溯黑水而上,行約十餘裏,就看到溝壑縱橫的黑山餘脈。放眼望去,遠近都是黑白色彩。既然叫黑山,顧名思義山體的顏色是黑色的;既然是冬天,山上是白雪皚皚。
“連城哥哥,我們還要走多久?”林飛雪不解地問道。
拓跋連城看了看冰麵上的積雪,說道:“河流彎彎曲曲,一直沒有看見支流,我們看到河流分叉的地方,就好了。”

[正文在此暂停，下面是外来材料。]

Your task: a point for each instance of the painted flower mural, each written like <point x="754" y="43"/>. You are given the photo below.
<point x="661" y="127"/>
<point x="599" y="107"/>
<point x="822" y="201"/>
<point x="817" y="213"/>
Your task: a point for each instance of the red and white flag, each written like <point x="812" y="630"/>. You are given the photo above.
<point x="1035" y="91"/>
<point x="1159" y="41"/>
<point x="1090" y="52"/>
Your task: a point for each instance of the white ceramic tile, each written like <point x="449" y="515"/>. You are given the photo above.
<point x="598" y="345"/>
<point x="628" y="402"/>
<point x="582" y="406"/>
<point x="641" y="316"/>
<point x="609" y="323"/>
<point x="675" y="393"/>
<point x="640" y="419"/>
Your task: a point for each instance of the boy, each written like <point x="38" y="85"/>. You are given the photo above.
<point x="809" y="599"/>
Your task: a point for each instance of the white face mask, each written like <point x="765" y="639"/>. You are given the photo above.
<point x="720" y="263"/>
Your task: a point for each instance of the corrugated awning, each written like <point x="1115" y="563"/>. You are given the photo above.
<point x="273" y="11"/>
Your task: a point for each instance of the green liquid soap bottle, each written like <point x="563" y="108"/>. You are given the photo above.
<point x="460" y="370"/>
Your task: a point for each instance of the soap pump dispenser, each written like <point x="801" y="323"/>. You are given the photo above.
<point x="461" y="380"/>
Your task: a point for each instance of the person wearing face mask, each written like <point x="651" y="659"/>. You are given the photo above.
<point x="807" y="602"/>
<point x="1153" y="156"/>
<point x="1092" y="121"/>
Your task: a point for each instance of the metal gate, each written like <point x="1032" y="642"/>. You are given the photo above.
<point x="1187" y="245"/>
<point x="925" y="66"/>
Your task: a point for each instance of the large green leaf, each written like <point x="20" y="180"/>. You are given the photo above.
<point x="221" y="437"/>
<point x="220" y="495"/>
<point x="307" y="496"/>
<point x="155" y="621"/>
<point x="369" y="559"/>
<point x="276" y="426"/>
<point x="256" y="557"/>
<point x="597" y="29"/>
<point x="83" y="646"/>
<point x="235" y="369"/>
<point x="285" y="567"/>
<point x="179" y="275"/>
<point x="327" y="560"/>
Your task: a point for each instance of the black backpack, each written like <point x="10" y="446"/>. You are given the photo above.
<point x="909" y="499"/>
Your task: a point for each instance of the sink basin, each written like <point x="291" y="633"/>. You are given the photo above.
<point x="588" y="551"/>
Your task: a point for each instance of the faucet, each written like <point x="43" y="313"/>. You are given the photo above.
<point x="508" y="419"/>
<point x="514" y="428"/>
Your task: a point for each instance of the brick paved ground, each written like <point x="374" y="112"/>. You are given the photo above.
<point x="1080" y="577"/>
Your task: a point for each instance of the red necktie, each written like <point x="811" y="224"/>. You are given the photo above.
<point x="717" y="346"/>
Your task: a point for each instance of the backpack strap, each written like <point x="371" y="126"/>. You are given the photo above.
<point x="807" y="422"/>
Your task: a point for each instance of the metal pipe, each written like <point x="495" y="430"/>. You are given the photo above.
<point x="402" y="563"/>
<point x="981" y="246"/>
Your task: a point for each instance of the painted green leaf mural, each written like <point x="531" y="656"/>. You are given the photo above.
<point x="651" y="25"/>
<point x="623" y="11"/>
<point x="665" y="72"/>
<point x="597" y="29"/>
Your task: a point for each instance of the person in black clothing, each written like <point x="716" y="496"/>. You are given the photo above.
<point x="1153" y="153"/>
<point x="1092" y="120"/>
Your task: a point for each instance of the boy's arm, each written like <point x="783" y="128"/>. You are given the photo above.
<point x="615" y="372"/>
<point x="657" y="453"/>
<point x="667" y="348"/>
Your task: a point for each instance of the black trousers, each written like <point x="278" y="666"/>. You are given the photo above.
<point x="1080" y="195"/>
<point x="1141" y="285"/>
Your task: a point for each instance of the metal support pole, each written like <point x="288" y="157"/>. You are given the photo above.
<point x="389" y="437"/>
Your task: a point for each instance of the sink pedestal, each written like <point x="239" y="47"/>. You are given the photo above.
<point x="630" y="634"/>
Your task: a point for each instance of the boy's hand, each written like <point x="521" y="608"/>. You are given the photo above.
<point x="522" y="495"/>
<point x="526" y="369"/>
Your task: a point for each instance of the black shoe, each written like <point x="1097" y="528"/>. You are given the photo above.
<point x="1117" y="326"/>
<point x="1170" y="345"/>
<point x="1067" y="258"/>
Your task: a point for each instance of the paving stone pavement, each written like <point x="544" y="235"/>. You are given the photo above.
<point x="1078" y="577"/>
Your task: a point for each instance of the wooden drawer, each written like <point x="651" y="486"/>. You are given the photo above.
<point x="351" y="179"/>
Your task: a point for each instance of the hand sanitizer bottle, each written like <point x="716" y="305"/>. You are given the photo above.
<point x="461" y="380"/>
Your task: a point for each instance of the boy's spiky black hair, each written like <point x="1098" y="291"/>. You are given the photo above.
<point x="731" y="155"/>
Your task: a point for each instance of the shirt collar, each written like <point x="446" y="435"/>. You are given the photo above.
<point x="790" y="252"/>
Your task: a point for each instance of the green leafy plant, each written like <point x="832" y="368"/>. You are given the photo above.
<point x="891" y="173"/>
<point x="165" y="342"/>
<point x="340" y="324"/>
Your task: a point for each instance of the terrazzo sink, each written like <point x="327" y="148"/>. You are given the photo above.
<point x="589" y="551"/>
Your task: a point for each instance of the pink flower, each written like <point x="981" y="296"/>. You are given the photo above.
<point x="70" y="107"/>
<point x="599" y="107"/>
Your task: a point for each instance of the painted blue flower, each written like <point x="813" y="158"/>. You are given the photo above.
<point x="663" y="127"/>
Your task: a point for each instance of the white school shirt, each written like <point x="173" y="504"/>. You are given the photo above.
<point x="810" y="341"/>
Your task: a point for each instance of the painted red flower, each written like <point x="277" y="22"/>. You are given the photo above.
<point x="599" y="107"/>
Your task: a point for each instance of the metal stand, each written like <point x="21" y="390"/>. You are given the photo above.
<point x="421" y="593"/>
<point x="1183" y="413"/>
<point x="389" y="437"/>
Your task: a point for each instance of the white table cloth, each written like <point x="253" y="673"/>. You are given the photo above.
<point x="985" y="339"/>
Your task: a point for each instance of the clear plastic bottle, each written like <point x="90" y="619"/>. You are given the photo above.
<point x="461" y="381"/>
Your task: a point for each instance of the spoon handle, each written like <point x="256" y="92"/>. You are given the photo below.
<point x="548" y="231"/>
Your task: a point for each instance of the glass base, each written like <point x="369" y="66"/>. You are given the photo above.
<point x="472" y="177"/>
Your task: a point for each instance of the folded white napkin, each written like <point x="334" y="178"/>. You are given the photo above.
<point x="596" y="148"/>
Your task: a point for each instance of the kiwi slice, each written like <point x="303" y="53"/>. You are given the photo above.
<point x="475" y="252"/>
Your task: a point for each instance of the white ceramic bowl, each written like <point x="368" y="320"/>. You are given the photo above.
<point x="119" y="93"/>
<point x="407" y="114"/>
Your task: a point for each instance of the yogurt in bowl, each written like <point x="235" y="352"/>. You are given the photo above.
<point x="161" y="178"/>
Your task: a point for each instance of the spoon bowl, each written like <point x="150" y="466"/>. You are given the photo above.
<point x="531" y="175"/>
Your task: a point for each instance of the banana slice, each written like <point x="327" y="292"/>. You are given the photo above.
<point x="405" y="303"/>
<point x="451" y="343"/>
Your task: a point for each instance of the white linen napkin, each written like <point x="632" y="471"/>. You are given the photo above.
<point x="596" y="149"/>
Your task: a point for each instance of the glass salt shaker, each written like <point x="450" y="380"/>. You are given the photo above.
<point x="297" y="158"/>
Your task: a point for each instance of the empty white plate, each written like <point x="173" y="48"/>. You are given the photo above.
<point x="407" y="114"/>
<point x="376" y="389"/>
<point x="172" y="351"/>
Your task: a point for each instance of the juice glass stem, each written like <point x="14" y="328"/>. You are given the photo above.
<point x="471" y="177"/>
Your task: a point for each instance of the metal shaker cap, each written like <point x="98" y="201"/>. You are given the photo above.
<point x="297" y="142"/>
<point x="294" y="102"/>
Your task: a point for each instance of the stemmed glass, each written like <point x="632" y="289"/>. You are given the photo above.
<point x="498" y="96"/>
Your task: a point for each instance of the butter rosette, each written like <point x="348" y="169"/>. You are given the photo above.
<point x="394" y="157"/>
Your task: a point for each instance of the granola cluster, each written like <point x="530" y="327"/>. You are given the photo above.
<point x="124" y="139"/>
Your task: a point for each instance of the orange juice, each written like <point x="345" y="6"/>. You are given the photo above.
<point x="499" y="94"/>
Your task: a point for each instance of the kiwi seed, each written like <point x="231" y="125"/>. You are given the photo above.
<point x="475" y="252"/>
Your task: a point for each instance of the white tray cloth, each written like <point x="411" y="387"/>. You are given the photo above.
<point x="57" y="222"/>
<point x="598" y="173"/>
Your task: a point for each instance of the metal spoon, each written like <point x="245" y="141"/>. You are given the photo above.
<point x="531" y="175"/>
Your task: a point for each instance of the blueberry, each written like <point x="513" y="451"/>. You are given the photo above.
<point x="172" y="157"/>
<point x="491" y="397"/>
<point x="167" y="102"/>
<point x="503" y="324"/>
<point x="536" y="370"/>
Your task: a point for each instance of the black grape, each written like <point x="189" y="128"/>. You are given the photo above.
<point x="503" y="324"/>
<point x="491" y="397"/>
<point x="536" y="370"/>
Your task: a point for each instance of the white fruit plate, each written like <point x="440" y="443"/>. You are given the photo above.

“我就不明白,為什麽要找河分叉的地方?難道是那裏的魚多?”林飛雪猜測道。
“是的。”拓跋連城看起來還是很認真的樣子。
林問玉說道:“連城你說究竟是什麽意思,我們也好討論一下是否可行?”
“其實很簡單,就是要找到河流分叉的地方。將流入黑城方向河道的水流攔截,河裏的水流向另外一條支流就好了。”拓跋連城解釋道。
林問玉不解地問:“這有什麽意義?”
拓跋連城娓娓道來:“當然有,河流下麵沒有水了,冰下麵就是一條通道。通往黑城裏的河流流水被攔截,既然河流流過鐵勒府那座假山邊上的湖泊,那麽冰下通道必然經過鐵勒府那座假山邊上的湖泊。正月二十二晚上,我從城外的冰河下潛入,利用河道形成的通道,再次探查鐵勒府。正月二十三那天一早,我會在假山邊上的湖麵下麵搞出點動靜,鐵勒府的獵犬就會經常的吼叫。而院子裏沒有任何異常,鐵勒府家丁就會放鬆警惕。那麽,晚上就是有獵犬吼叫,也不會引起注意。隻要天一黑外麵撩幹的火焰一起,外麵的竹鳶也會在鐵勒府上空盤旋,也會有火種從天而降,鐵勒府的柴房會再次起火。當他們的注意力全部集中在外圍襲擊的事情上,我就可以神不知鬼不覺地從湖麵的冰層下悄然上來,再闖一下天香欲煙。你們也說過,這個殺陣,隻要不調用真氣,就不會中毒。現在我具有這樣的條件,因為我身體內部根本就沒有什麽真氣,這難道不是天意嗎?”